Reinventing the wheel
The model itself is another wheel. Other shapes are available, although not when I model something apparently. I added a bunch of segments to the wheel that I think impact the size and shape of a unit in a systems context. The key thing here is context, I know that there are definitions of what a unit test is, contested definitions most of the time. What there isn’t a definition for what is a unit of YOUR system, the one that YOU work on. Maybe you can use the above to help your team work it out.
There are key areas here, without delving into each one individually:
- How the code is stored
- Who contributes to it
- What architecture and patterns are present
- How tightly coupled the system is
- Large – Single Database for Multiple Applications – this system may have a gigantic database bottleneck, perhaps even changes that one system makes can impact another. That’s a weighty unit.

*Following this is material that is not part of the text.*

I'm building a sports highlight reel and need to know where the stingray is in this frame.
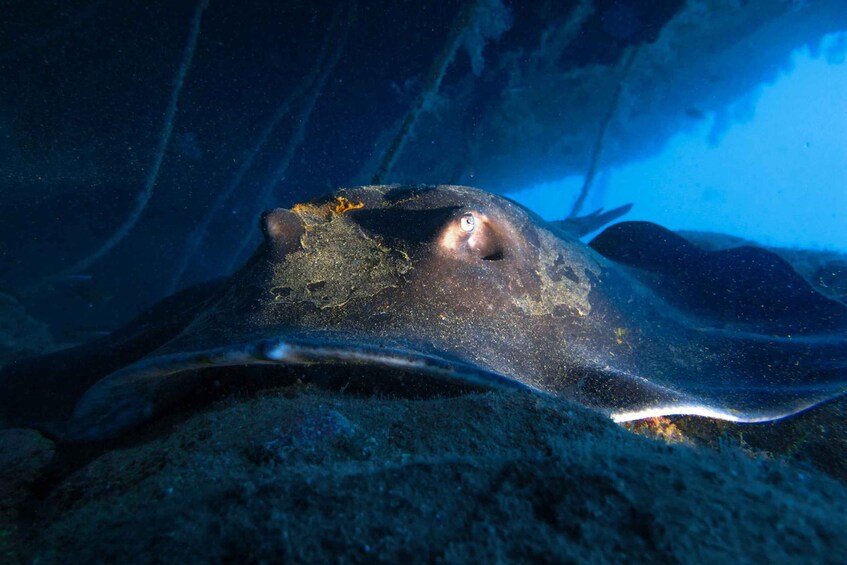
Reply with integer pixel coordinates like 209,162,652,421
0,186,847,441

- Medium – Broker/Queue Based – maybe messages are routed using built in routing configuration capabilities of RabbitMQ? A unit of this system involves invoking (or mocking) multiple systems so could be seen to have largeness too.
- Small – Microservice(s) – a service that does one thing well – this could be a unit in itself. At the very least, it indicates that units of your system might tend towards smallness.
Explaining with questions
The notes below include questions and examples of each of the sections. They may be useful as further prompts:
### Architectural Patterns
* What type of system architecture is employed?

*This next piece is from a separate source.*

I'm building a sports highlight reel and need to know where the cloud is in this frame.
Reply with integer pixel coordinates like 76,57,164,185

* How many layers or tiers does it have?
* How many roles do components within have?
* Three tier
* Broker/queue based
### Coding Practices
* How do contributors collaborate over code?

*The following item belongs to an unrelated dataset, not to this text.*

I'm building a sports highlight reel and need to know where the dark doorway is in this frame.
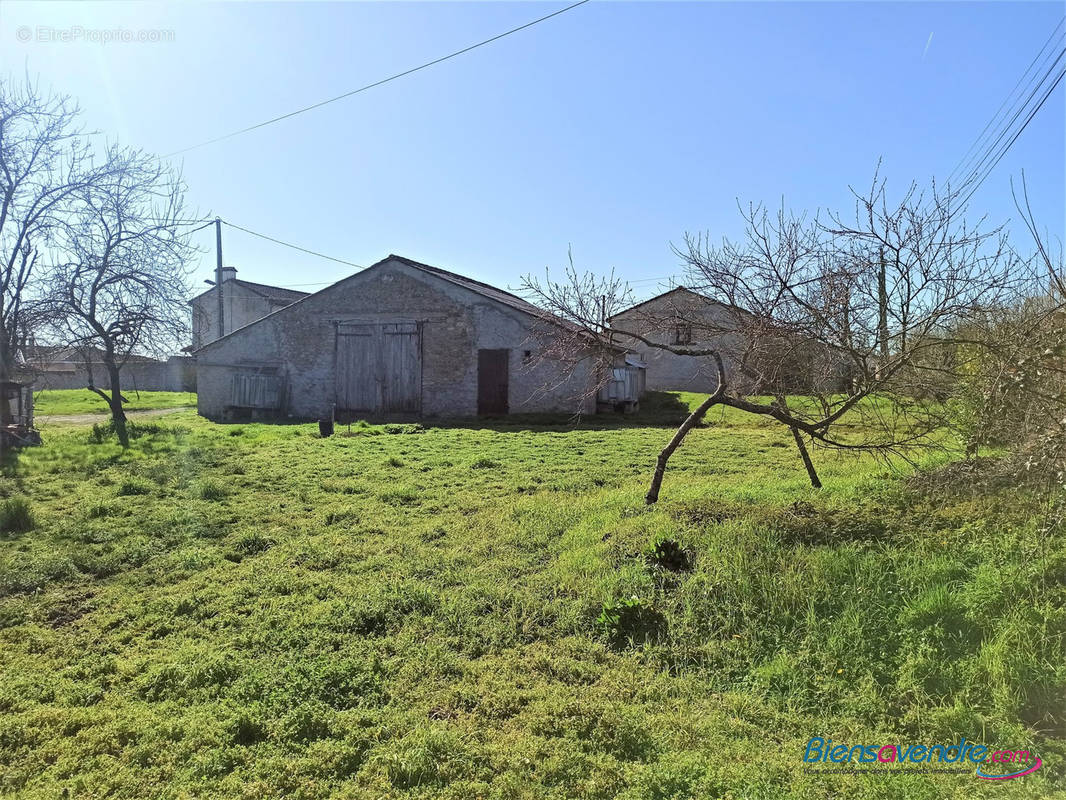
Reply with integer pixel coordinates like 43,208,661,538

* What design patterns are employed with the code?
* To what extent does testing drive the coding process?
* Driving Development with Tests
* Code reviews
* SOLID principles
### Concurrent Teams
* Are they internal or external teams?
* Which teams are core maintainers?
* Internal development teams
* Outsourced development teams
* Contributors to key libraries
### Source Control Strategy
* What strategy does your team employ to manage code?
* What size changes are often checked in?
* How long until changes are integrated with trunk?
* GitHub Flow
* Trunk based development
### Source Control Repo
* How large is the repository that you have?
* How many linked repositories does it have?
* How does it manage its dependencies?
### Size of Objects/Data
* What size are the important items?
* What depends on those important items?
* Core classes instantiated for every interaction
* Persistence of customer data
* Transaction and audit histories
### Risk to Whole
* What dependencies exist within your code?
* Are they any common objects or structures?
* Are there any areas teams fear to touch?
* Large common classes with multiple roles
* Old versions of dependencies
* Hard coding/configuration in the code
### Time Periods Used
* What is the lifespan of objects/data created by your code?
* Are there wide differences in the lifespan of different types of objects used?
* Long lived daemons
* Scheduled tasks
* Asynchronous HTTP requests
* Cache size and expiry rules
Over to you
Essentially, the wheel and guidance is a prompt to help answer these questions about your own system.
- What factors help to find a unit of your system? (the segments of the wheel, which can be the ones I added, or if you don’t like them I have others)
- What practices & patterns influence that unit? (your own ways of working and crafting principles)
- How practices and patterns govern size of a unit? (how the way you build stuff affects your ability to test small units of that stuff)
As with all models, this has some holes in it. Not all layers of the system will have the same size unit for example. What is a unit when you test a React application using Jest for example? What unit is creating snapshot files that creates html testing? An interesting questions plus a new and (welcome) challenge to the orthodoxy of automated/unit testing.
Trying to determine what a unit of your system is, will, at the very least lead to asking some searching questions which may provoke a reaction within your team. Overall smallness is the aim for me. After all, if asking these questions serves to help shrink a unit of your system. I believe that testers can be powerful catalysts in this regard.